Leo Fleischer aus Weißrußland war ein anderes halbseidenes Individuum der Metropole. Als überzeugter Faschist und Besitzer des „Argentina“ führte er einen der verruchtesten Nachtclubs der Stadt und richtete das Spektakel der Wahl zur „Miss China“ 1941 aus. Im Gegensatz zur spärlichen Garderobe der Girls stand die des jolenden Publikums, denn Leo Fleischers Etablissement war der Treffpunkt japanischer Besatzungsoffiziere und deutscher Botschaftsangestellten, die in vollem Naziornat einliefen. Szenen wie in Bob Fosses Filmmusical „Cabaret“ müssen sich dort abgespielt haben.

Welch Zeiten!




Bank of Canton, Jiangxi Lu, fertiggestellt 1933.
Erbaut von Poy Gum Lee, einem amerikanischen
Architekten aus New Yorks Chinatown.
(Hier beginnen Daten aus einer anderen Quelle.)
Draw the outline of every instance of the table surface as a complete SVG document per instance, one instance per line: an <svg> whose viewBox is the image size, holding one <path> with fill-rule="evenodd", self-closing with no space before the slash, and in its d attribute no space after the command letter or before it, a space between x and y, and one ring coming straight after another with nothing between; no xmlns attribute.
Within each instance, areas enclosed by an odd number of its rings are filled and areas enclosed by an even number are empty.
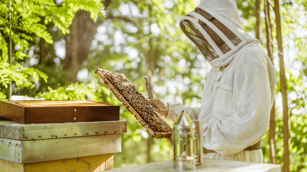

Er verband in
seinen Entwürfen chinesische und westliche Einflüsse.



Embankment Building, erbaut 1932 am Nordufer des Suzhou Creek.
In den 30´er Jahren Zufluchtsort für aus Europa geflohene Juden.
Damals im Besitz von Victor Sassoon, Lebemann und Philantrop, der ein Großteil seines Vermögens mit Opiumhandel verdiente.




Amyron Appartements, Gaoke Lu, Franz. Konzession, 30´er Jahre.
Im Terrazzobelag des Bodens das Zeichen des Architekten,
Alexandre Leonard. Sein letztes Gebäude widmete er seiner großen
Liebe, einer russischen Ballettänzerin. Nach dem Krieg verschwand er spurlos, nie wieder hat man von ihm gehört.


Renji Hospital, früher Lester Hospital, Shandong Lu, erbaut 1932.
Henry Lester (1839-1926) war einer der frühen westlichen Architekten in Shanghai, der es zu großem Wohlstand brachte.
Ohne Nachkommen, vermachte er sein Vermögen wohltätigen
Organisationen, die den Bau des Renji Hospitales davon finanzierten.